Inauguration of Trump, but what do we know about this chap?

Tom Pleasant

Donald Trump’s rise to the Presidency is a lesson to us all: apply for the job you want, regardless of how much experience you have. Of course, most jobs don’t come with the power to use the global economy as toilet paper.

With no political experience at all, Trump sold the success of his presidency on his business track record. He paints himself as a maverick, a renegade who plays by his own rules, whose business brains and determination made him a multi-billionaire.

Except, none of that is true because, and unlike most entrepreneurs who start businesses or investments with a level head and a lot of hard work, Trump’s career has left a trail of bankruptcies, loan defaults, and out-right lies. For example, his total debt – mainly bank loans – went from $350 billion in 2015 to $630 billion last year. Meanwhile, his actual net worth is estimated to be $2-3 billion, not the $10 billion he claims. Nor did he start from nothing and climb his way to the top. After wanting to be a film producer, he left university in the late ‘60s and immediately got a job at daddy’s real-estate business. Despite losing money on multiple projects, his father continued to finance him throughout the ‘70s, with over $10 million. Even his break into hotels was bankrolled by his father, who guaranteed $70 million, organised a line of credit with the bank and a 40-year tax abatement from New York. Surely that was enough to guarantee success? Nope. By ’79 he was so much in debt, daddy had to give him $7.5 million pay them off.

The same thing happened over the years, with vast sums of money lost buying and losing casinos, and a short-haul airline. He made and lost dozens of real-estate deals, defaulted on bank loans, and issued a tonne of junk bonds. In 1990, The Trump Organization revealed it was $5 billion in debt (although that was raised to $8.8 billion by some estimates).

So, not really the sort of man you want running the US economy then.

Broad economic forecasting is as difficult as predicting British weather, but there are certain things we can be certain of.

First of all, it’s not all going to be bad news. The US economy is expected to grow, so no recessions, at least in the short-term. Trump is also keen to reverse a lot of banking regulations, which will mean more loans to middle-income families for home building and a nice boost to the construction industry.

He’s also said the US will stop being the World’s policeman and instead be more ‘live and let live’. That will mean less friction and greater international stability with Russia, China (although he’s in trouble there by his inviting the Taiwanese representative to his inauguration) and the Middle East. For the UK, we can expect some short-term pressure off the pound, which fell following Brexit. We’re also the second-biggest exporter of services and the US takes most of them. That’s unlikely to change any time soon. In Europe, less US military presence is likely to see a boost in EU defence spending.
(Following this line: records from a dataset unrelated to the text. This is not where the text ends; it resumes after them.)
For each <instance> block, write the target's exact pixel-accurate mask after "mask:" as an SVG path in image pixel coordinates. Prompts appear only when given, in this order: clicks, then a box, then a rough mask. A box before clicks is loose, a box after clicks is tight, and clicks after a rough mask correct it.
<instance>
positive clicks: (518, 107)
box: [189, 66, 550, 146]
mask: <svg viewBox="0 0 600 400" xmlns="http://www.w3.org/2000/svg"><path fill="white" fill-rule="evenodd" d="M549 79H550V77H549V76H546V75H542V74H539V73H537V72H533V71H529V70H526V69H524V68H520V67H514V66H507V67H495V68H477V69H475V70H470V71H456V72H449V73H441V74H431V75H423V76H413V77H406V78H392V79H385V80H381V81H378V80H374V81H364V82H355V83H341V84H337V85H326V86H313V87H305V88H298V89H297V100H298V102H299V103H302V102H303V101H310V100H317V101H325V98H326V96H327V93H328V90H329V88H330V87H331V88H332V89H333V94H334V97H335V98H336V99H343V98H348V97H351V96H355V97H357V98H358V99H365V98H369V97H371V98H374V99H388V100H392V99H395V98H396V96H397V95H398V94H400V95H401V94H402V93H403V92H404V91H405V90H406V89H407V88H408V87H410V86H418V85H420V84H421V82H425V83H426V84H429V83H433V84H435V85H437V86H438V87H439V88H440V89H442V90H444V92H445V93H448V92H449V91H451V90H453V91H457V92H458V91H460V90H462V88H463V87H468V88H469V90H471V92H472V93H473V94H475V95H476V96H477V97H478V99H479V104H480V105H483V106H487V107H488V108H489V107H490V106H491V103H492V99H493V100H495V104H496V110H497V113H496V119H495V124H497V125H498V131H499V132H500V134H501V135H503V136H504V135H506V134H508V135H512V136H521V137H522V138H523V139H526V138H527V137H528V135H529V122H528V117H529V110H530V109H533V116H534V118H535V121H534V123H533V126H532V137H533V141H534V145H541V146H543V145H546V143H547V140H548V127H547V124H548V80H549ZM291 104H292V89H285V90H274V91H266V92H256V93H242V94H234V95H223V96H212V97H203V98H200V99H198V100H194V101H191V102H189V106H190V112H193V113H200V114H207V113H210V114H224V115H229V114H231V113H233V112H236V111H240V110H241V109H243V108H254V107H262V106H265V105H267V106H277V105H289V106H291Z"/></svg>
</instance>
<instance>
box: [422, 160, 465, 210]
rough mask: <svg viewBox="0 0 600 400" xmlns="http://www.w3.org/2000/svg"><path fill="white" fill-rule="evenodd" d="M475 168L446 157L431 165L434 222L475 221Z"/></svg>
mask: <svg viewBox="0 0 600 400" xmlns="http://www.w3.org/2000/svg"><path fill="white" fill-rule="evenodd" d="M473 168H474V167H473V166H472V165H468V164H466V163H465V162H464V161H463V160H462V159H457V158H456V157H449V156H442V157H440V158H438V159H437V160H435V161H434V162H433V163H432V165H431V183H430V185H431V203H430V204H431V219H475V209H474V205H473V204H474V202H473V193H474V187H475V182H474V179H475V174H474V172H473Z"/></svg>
Unfortunately, that’s about it for the good. Trump has promised huge tax cuts, but also high public spending, which will lead to inflation and higher interest rates. Economists expect both to be “dramatic”…

With the dollar already over-valued and expected to increase further, this will hit developing economies hard. Trump is also even more protectionist than most, and is backing away from free trade, globalisation, and open markets. Again, that will impact emerging economies most, but also multinational companies.

Politically, the international stability mentioned earlier comes at the expense of human rights and possible military action in those regions. Russia’s Vladimir Putin has been keen to seize back the Baltic States – Estonia, Latvia and Lithuania – for years. Without the threat of the US stepping in to stop that, and Trump and Putin openly back-slapping each other, the Baltics are rightly getting nervous.

Elsewhere in Europe, Brexit and Trump’s openly far-right sympathies have given the far-right a lot of confidence to become more politically active, which aside from the higher rates of racist attacks we are seeing, could trigger a further break-up of the EU. Some may see that as a politically good thing, but it’s also sure to be economically risky.

Whatever happens, one thing’s for sure: we’d better stock up on toilet paper, because life’s about to get interesting.